AMOR DA ROÇA
Não quero fazer minhas, as histórias dos outros, porém não poderia deixar de escrevê-las pelo desleixo de seus donos. Como bom espectador as - ouço e como médio escritor as publico.
Numa dessas noites chuvosas de sábado, nada havia para se fazer a não ser ouvir as histórias de Seu Olavo. Seu Olavo é um desses senhores falantes amantes de futebol, cerveja e de uma boa prosa. Nunca entrou numa escola, sabe o português falado na roça. E sem delongas ele me disse:
-Sabe essa velha que aí está, não foi fácil conquistar sua mão. Lembro bem do sufoco que passei. Namorávamos já há algum tempo às escondidas, porém essa história de nos encontrar no cafezal já tinha passado das contas. Certo dia num de nossos encontros eu decidi que iria falar com o senhor seu pai. Ela desesperada tentou me convencer do contrário, afinal seu pai era nortista e já havia botado três “cabras” pra correr pelo mesmo motivo. O desafio me motivou a continuar, disse sem rodeio: -Eu vou e acabou a conversa!
Voltei a minha casa peguei uma garrucha com nove tiros e botei na cinta. Cheguei até cozinha e avisei minha mãe.; -Eu vou pedir hoje a Cacilda em casamento pro pai dela, porém eu não me responsabilizo do que possa acontecer depois disso. O velho é “brabo” e eu sou doido!. Selei o Gaúcho (meu cavalo amarelo), tomei um banho e esperei o sol se esconder. Da fazenda que eu morava podia se avistar a casa de Cacilda (que ficava na fazenda vizinha). Logo pude ver sua mãe acendendo o lampião e o velho sentado numa cadeira na varanda.
Decidi que era a hora de agir. Subi no “Gaúcho” e toquei pra sua fazenda; Eu, a garrucha e a coragem. Chegando à porteira, Cacilda tentou me impedir outra vez, mas já era tarde, a única coisa que restou a ela foi correr desesperada para se esconder na casa.
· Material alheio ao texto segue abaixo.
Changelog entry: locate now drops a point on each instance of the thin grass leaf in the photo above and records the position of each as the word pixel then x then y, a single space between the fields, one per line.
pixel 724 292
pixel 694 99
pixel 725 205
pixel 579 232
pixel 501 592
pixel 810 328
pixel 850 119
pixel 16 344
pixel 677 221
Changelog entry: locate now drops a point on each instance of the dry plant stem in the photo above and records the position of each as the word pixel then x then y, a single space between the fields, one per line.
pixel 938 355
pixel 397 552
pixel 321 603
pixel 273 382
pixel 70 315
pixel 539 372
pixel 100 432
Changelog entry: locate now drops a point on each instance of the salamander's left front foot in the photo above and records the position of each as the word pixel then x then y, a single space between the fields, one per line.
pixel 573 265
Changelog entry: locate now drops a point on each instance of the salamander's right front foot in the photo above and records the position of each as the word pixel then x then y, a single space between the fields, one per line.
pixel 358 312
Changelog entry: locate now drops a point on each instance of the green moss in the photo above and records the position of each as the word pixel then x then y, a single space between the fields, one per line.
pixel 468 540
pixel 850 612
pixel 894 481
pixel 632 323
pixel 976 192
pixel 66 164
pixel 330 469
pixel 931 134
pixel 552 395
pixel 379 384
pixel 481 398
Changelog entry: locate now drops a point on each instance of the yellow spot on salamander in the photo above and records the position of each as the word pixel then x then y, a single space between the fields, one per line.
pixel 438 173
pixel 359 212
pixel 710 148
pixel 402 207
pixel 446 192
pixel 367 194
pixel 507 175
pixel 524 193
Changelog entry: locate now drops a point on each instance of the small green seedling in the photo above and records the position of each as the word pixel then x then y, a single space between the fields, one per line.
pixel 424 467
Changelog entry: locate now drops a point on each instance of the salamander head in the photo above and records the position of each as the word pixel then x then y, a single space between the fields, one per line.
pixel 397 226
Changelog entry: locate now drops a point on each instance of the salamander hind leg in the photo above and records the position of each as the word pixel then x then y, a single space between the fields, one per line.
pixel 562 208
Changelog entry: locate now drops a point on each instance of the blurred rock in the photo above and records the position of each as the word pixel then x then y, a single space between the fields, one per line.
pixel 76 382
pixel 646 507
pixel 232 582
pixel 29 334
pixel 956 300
Quanto mais eu me aproximava da varanda, mais minhas pernas tremiam. Antes de avistar o velho nortista, enxerguei ao longe seu facão que roçava o chão enquanto sentava em sua cadeira. Cheguei de supetão e fui logo falando: -Queria falar com o Senhor.
- Creio que vosmecê deve de ter algo de muito importante pra me falar, pois a hora já “tardeia” e meu sono não aceita amolação.
- Tenho sim senhor. Vim lhe pedir a mão de sua filha em casamento, pois sou rapaz trabalhador e não tenho intenção de ficar de namorico sem aliança. -Neste momento ele acariciou a bainha de seu facão e levantou vagarosamente. Sua esposa saiu de dentro da cozinha num grito só exclamou:
Olhe Zé, há muito tempo que eu não vejo um alguém falar com tamanha firmeza, nem mesmo vosmecê que tem o sangue esquentado no dia em que falou com painho, foi tão corajoso quanto este moço. Eu aprovo pela coragem.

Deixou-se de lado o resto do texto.